Summary of the invention
The inventors analyzed the OpenFlow concepts in another context. Though not obvious to the person skilled in the art, the inventors had a sense that it would be prudent to analyze OpenFlow concepts in more detail in relation to SSDs, believing that certain considerations in OpenFlow could have parallels to data- placement problems in SSDs. They realized that the traditional Flash Translation Layer (FTL) could be seen as being somewhat similar to a traditional switch : a black box that performs both data placement and the placement decisions on the same device.
In other respects, network switches and SSDs are vastly different and require fundamentally different considerations, as a person skilled in networks and a person skilled in SSD devices will readily realize. Traditionally, a flash translation layer (FTL) has been provided by SSD
manufacturers in order to optimize data placement and minimize defects on storage units such as NAND flash chips and NOR flash chips. The FTL cannot be circumvented, but given that it seeks to optimize data placement and minimize defects, this may seem desirable. Wear leveling methods, for instance, are constantly being improved to increase in storage unit longevity, and it would seem ideal to use a fixed FTL, since the "latest in FTL schemes" is necessarily
considered "state of the art" by consumers.
For a number of applications, the FTL, access speeds are substantially lower than they could optimally be, despite attempts to reduce latency. As the number of accessible SSDs on a storage system increases, the latency increases even further.
A first aspect of the invention provides a method of operating a solid-state storage device.
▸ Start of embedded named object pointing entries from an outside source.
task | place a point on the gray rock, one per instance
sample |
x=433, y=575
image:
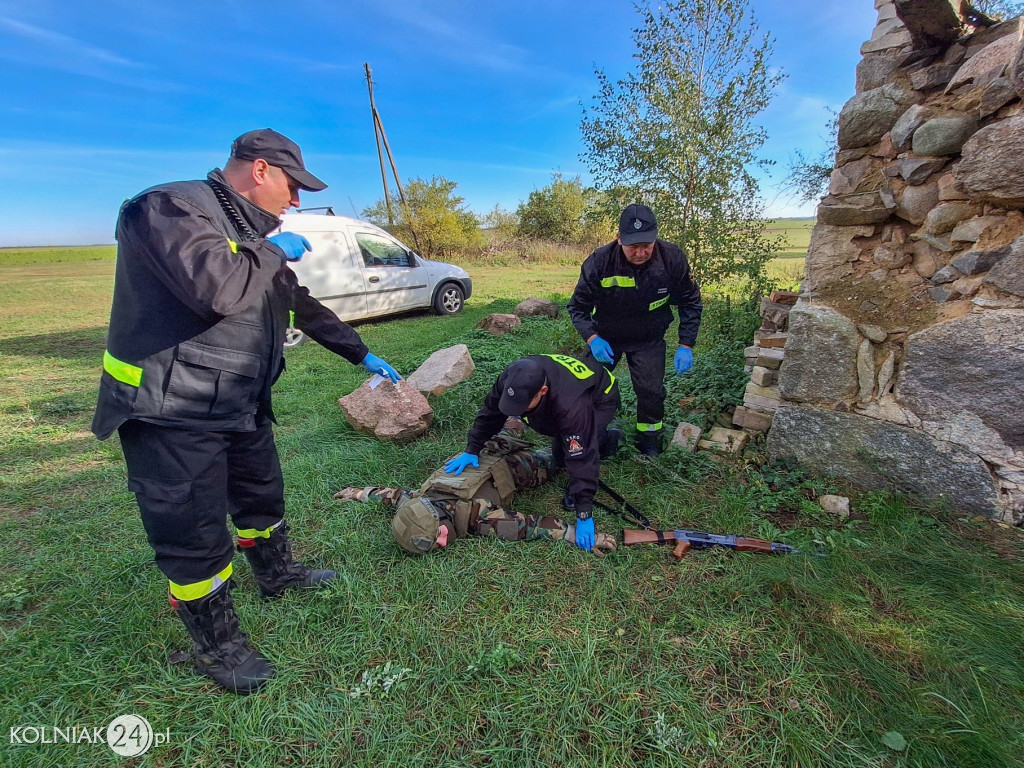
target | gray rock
x=1009, y=274
x=873, y=455
x=443, y=370
x=866, y=117
x=499, y=325
x=976, y=262
x=686, y=436
x=873, y=333
x=890, y=258
x=916, y=202
x=909, y=121
x=945, y=274
x=916, y=170
x=534, y=307
x=969, y=366
x=997, y=94
x=992, y=164
x=933, y=77
x=820, y=363
x=865, y=371
x=945, y=135
x=836, y=505
x=830, y=254
x=994, y=57
x=391, y=412
x=945, y=216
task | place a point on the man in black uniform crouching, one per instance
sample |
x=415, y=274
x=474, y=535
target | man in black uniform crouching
x=622, y=306
x=561, y=397
x=202, y=299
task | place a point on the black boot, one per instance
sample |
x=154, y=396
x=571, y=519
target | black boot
x=273, y=567
x=222, y=650
x=647, y=443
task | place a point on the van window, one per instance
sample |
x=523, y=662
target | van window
x=378, y=251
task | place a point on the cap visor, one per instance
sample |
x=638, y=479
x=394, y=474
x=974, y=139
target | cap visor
x=305, y=179
x=631, y=239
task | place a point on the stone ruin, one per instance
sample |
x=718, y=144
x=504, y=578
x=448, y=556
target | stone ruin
x=903, y=363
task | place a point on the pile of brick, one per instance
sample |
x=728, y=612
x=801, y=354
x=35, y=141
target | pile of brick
x=764, y=358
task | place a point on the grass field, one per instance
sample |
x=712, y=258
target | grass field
x=904, y=646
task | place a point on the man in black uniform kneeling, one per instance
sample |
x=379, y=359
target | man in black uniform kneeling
x=563, y=398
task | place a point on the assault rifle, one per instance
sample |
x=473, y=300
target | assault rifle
x=684, y=540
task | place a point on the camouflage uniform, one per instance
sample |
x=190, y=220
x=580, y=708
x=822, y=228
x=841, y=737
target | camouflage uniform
x=483, y=514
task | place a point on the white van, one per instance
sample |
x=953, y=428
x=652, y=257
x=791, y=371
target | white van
x=358, y=270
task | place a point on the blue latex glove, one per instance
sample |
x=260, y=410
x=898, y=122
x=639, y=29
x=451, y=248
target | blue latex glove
x=601, y=350
x=684, y=358
x=293, y=245
x=455, y=466
x=375, y=365
x=585, y=534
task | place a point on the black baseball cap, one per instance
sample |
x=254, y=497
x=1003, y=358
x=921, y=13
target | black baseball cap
x=521, y=381
x=637, y=224
x=278, y=151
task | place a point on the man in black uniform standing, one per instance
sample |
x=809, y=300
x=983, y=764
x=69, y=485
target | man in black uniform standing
x=202, y=298
x=561, y=397
x=622, y=306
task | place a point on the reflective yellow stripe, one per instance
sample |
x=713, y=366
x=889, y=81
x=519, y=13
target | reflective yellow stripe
x=579, y=370
x=648, y=427
x=122, y=371
x=253, y=534
x=620, y=281
x=200, y=589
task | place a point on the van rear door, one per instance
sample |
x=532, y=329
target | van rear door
x=332, y=274
x=393, y=279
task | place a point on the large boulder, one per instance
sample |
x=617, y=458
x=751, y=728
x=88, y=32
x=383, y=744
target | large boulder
x=970, y=365
x=392, y=412
x=866, y=117
x=873, y=455
x=534, y=307
x=820, y=363
x=992, y=163
x=443, y=370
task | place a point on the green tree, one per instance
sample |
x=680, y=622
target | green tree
x=679, y=134
x=442, y=223
x=564, y=211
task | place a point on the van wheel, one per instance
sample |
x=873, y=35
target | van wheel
x=450, y=299
x=294, y=338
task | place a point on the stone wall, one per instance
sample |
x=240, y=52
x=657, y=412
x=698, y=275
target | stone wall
x=904, y=360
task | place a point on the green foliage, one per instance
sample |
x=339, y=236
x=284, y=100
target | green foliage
x=564, y=212
x=679, y=133
x=435, y=219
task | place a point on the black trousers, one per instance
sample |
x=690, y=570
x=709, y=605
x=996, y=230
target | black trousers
x=187, y=482
x=646, y=364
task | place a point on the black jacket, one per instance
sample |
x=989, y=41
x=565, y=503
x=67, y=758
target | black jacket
x=568, y=412
x=621, y=302
x=201, y=304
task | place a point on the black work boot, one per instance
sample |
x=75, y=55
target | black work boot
x=273, y=567
x=647, y=443
x=222, y=650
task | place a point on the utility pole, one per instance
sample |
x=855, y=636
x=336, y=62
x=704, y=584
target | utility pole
x=379, y=135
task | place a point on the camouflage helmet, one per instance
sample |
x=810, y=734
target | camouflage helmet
x=416, y=525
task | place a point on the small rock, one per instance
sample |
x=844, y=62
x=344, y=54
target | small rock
x=534, y=307
x=499, y=325
x=836, y=505
x=686, y=436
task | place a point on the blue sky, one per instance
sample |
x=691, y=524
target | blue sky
x=101, y=99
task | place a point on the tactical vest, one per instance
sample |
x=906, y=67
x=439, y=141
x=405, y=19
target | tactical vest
x=492, y=480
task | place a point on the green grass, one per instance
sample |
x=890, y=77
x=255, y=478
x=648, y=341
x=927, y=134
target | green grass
x=505, y=654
Embodiments of the method comprise:
a storage device controller in the storage device receiving a set of one or more rules, each rule comprising :
i) one or more request conditions to be evaluated for a storage device action request received from a host computer, and
ii) one or more request actions to be performed on a physical address space of a non-volatile storage unit in the solid-state storage device in case the one or more request conditions are fulfilled, the storage device receiving a storage device action request, and the storage device evaluating a first rule of the one or more rules by determining if the received request fulfills all request conditions comprised in the first rule, and in the affirmative the storage device performing all request actions comprised in the first rule.
Some embodiments further comprise performing, for each remaining rule, if any, in the set of rules, steps of:
evaluating the rule by determining if the received request fulfills all request conditions comprised in the rule, and in the affirmative the storage device performing all request actions comprised in the rule, whereby all rules in the set of rules have been evaluated in a sequence.
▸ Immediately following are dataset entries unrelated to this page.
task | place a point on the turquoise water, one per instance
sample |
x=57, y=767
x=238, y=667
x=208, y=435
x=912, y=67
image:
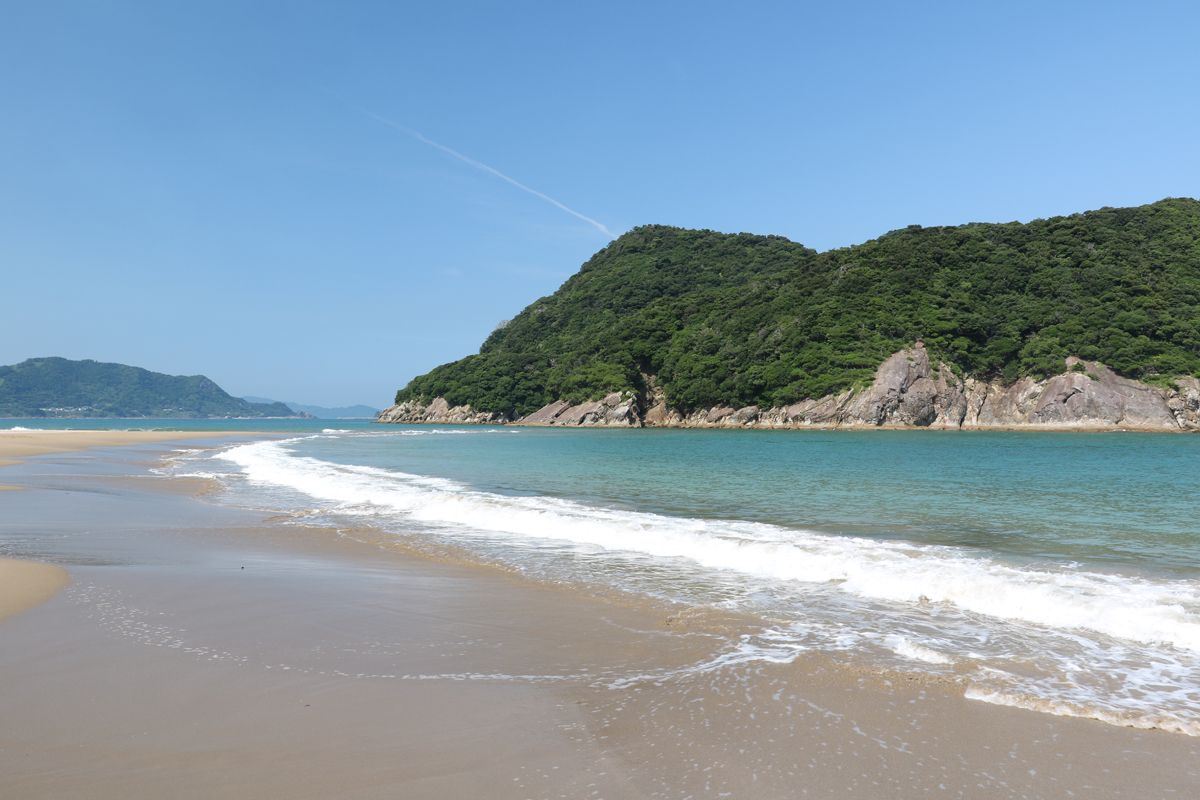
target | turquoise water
x=1057, y=572
x=1122, y=499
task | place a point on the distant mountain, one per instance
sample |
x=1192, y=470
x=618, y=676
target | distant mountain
x=60, y=388
x=325, y=411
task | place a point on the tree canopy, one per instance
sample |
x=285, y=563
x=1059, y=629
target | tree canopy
x=739, y=319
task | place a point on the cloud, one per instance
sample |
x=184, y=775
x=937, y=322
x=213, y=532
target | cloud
x=491, y=170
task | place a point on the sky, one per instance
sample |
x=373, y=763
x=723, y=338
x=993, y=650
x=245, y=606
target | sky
x=316, y=202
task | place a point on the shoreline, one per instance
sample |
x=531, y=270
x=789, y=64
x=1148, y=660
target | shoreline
x=817, y=427
x=245, y=656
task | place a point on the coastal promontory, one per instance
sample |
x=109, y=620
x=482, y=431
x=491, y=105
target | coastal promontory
x=61, y=388
x=1090, y=320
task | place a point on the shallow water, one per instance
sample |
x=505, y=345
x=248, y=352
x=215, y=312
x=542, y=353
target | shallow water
x=1059, y=572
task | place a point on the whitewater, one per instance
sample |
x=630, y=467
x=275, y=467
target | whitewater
x=1025, y=625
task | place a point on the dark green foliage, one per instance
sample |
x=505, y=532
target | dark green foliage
x=63, y=388
x=741, y=319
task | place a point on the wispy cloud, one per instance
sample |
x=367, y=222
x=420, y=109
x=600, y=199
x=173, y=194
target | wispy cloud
x=491, y=170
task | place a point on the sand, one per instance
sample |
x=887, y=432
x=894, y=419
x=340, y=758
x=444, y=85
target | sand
x=16, y=445
x=23, y=584
x=208, y=651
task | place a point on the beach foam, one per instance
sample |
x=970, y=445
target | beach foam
x=915, y=601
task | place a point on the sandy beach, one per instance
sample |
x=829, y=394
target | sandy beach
x=202, y=650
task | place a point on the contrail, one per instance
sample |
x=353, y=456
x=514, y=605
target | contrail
x=492, y=170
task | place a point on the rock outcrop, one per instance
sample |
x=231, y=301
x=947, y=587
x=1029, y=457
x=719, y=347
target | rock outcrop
x=439, y=411
x=907, y=391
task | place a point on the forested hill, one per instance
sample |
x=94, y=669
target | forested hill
x=738, y=319
x=60, y=388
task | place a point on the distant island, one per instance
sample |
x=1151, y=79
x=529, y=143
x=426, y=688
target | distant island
x=1084, y=320
x=60, y=388
x=324, y=411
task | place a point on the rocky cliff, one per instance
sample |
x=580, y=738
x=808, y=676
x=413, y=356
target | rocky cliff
x=907, y=391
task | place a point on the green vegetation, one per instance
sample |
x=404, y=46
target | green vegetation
x=60, y=388
x=736, y=319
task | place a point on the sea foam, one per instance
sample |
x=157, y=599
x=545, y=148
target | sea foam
x=1121, y=606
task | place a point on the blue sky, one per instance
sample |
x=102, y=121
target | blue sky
x=235, y=188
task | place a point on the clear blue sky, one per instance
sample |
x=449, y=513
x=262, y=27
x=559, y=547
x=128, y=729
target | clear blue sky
x=209, y=187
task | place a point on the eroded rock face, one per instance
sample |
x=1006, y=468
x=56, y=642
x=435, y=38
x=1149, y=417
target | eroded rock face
x=906, y=391
x=616, y=409
x=438, y=411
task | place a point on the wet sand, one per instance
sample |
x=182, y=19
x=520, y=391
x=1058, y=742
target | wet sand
x=24, y=584
x=204, y=651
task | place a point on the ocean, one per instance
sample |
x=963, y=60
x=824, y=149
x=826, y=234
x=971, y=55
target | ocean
x=1057, y=572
In some embodiments, the sequence in which the set of rules is evaluated takes into account a priority parameter comprised in each of the one or more rules.
In some embodiments, the request is received from the host computer by direct memory access to a digital memory device in the host computer. This bypasses the host computer and allows application on the host computer to more efficiently provide requests to the storage device.
In some embodiments, the storage device comprises at least a first and a second storage unit, each having a corresponding physical address space, and the storage device controller is configured to:
store a first and a second set of rules,
apply the first set of rules within the first storage unit physical address space, and
- apply the second set of rules within the second storage unit physical address space.
Some embodiments further comprise:
an application on the host computer providing a request for a set of rules to be implemented in the storage device,
providing the set of rules to the storage device in response to the application providing the request.
In some embodiments, the set of rules is provided by a kernel module in the host computer.
In some embodiments, the storage device action request is a data write request or a data read request.
A second aspect of the invention provides a solid-state storage device.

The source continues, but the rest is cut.